MÍDIA CENTER

Colegiado de Direitos Humanos aprova Dia Estadual de Combate à tortura em homenagem a Marighella

Publicado em: 22/10/2019 19:44
Editoria: Notícia

A Comissão de Direitos Humanos e Segurança Pública aprovou, nesta terça-feira, parecer favorável ao projeto de lei do deputado Robinson Almeida (PT) instituindo o 4 de novembro, data da morte de Carlos Marighella, como o Dia Estadual de Combate à Tortura. Na reunião, a presidente do colegiado, deputado Neusa Cadore (PT), informou sobre a visita feita à aldeia Patiburi de Belmonte, onde a comunidade indígena de etnia Tupinambá vem sendo ameaçada pela Veracel, empresa que cultiva eucaliptos na região. 

Defensor da democracia, Marighella foi assassinado em 1969, pelas forças do Dops em São Paulo. Preso, várias vezes, chegou ao ponto de carregar consigo um vidro de cianureto, por preferir a morte, a ser novamente torturado. 

Segundo Robinson Almeida, o projeto de lei em homenagem a Carlos Marighella tem caráter simbólico e educativo, num país onde o presidente faz apologia à tortura e idolatra um dos maiores torturadores da história brasileira. 

“É justa a homenagem a esse grande brasileiro, que foi exemplo de resistência da nossa luta democrática, do direito dos trabalhadores. A tortura é um crime ignominioso que temos que repelir e estar atentos para que esse tipo de crime não seja valorizado”, frisou. 

PATIBURI

A situação da comunidade indígena da aldeia Patiburi, em Belmonte, ameaçada pela Veracel, empresa que cultiva eucaliptos na região, foi exposta por Neusa Cadore. Na semana passada, o colegiado visitou e promoveu audiência pública na localidade que contou com a participação de representantes da Defensoria Pública da União e do Estado, das secretarias de Justiça e Direitos humanos (SJDHDS), de Desenvolvimento Regional (SDR), da Superintendência da Reforma Agrária,  Universidade Federal do Sul da Bahia (UFSB), entre outros órgãos e instituições. 

A presidente relatou o terrorismo e a dificuldade de subsistência das mais de 20 famílias da etnia - lideradas pela Cacica Cátia - cujas casas foram queimadas, cercas foram construídas para impedir acesso à água, e há grande dificuldade com a Coelba para a implantação da energia na aldeia.
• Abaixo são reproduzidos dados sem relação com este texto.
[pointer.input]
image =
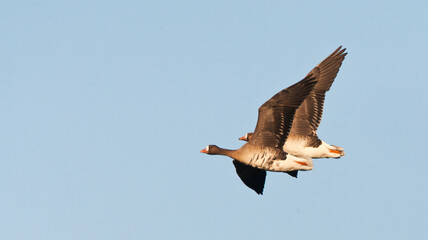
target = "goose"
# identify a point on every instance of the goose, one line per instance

Além disso, a cacica, que só sai escoltada, sob o risco de vida, já perdeu o filho num suposto acidente e seu enteado está desaparecido.
“Também a produção deles tem sido dificultada. Não têm casas de farinha e são impedidos de usar equipamentos da vizinhança. Além do terrorismo, presente todos os dias, o cerco está levando a tribo ao risco de fome e ao estrangulamento de qualquer possibilidade de se desenvolver na região” alertou.

Entre as iniciativas previstas pela comissão para ajudar a comunidade, a luta pela demarcação da terra, onde atualmente tem autorização judicial de permanência, e por uma casa de farinha, para garantir a subsistência.

AUDIÊNCIAS

Ainda na reunião foram aprovadas duas audiências públicas. Uma de apoio à causa os defensores do Sistema Único de Assistência Social (Suas), contra o corte de 64% dos recursos federais destinados ao setor, marcada para o dia 11 deste mês; e outra, ainda sem data marcada, sobre o Fundo Rotativo Penitenciário.

Nesta quinta-feira (31) o colegiado se reúne para discutir sobre A Abordagem Policial, tendo como base a cartilha elaborada pela Defensoria Pública da Bahia.

Além da presidente Neusa Cadore, e do proponente da homenagem à Marighella, Robinson Almeida, participaram da reunião Maria del Carmen (PT), Fátima Nunes (PT) e o Soldado Prisco (PSC). Este último lembrou à comissão o compromisso de voltar a visitar as delegacias e o batalhão de choque, onde estão detidos os policiais que cumprem pena.